Le regard de l'autre homme, qui vient clairement sortir des urgences bénignes, aurait pu mettre Aloys mal à l'aise s'il n'avait pas été déjà tout désolé. D'un coup d'oeil, le médecin s'assure de la santé de l'autre personne, s'agite et réfléchit. « Si vous le souhaitez, je peux vous proposer un change, ou... » Sa phrase meurt dans sa gorge, nouée par un autre souvenir, tout aussi violent.
Un de ces souvenirs auxquels Aloys n'aime pas penser. Un de ceux qui sont si déplaisants, si difficiles, si pénibles que sa mémoire sélective a préféré les effacer, les occulter et les oublier pour mieux éviter de les ressasser.

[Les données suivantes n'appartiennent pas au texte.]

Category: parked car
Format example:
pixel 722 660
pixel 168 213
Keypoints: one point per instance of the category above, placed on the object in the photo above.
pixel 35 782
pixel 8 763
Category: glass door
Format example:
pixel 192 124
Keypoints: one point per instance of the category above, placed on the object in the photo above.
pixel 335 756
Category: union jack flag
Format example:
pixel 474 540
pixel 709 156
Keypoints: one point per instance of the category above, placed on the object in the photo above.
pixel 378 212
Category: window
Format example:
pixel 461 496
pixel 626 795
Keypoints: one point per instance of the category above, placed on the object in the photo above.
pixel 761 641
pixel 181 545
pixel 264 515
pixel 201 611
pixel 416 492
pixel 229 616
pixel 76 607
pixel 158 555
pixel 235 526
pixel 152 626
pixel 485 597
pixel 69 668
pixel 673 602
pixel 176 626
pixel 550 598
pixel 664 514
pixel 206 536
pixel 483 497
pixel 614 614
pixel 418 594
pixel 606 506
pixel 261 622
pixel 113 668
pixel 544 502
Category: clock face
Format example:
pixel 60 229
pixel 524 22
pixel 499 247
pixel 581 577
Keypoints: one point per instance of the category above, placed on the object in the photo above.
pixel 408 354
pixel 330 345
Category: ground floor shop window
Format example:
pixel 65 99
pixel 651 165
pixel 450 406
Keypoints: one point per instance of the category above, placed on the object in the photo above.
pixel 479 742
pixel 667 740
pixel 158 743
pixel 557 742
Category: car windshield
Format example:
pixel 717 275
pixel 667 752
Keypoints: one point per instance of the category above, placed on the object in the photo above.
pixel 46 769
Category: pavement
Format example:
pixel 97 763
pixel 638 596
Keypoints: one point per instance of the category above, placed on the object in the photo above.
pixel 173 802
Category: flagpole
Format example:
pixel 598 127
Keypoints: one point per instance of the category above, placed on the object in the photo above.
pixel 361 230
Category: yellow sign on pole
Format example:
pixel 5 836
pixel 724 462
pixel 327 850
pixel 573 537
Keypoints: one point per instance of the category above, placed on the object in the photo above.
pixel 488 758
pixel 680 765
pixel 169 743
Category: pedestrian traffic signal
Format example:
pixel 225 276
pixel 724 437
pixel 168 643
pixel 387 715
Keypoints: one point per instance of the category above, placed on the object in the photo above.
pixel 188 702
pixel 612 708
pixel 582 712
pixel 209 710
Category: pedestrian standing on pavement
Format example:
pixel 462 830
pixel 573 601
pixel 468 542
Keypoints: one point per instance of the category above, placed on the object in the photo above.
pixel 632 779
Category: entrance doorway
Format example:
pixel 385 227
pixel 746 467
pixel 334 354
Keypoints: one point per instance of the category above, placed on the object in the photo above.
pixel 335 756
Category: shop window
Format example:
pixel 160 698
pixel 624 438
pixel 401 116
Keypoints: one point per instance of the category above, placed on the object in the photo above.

Pourtant, le visage, l'attitude, le regard… tout lui évoque une vieille connaissance, une connaissance angoissante, une connaissance d'un autre âge. 1942. Dans un allemand dénué de tout accent, l'allemand le plus pur, celui qu'il a appris dans son enfance et réactualisé pendant la deuxième guerre mondiale, Aloys s'exclame, décontenancé : « Herr Steiner ! Est-ce bien vous ? » avec toute la simplicité qu'on lui connaît. Il ne lui vient pas à l'idée que ce ne puisse pas être l'officier allemand qu'il a jadis soigné, il ne lui vient même pas à l'idée que le cours normal des choses devrait faire de sa vieille connaissance une personne plus qu'âgée.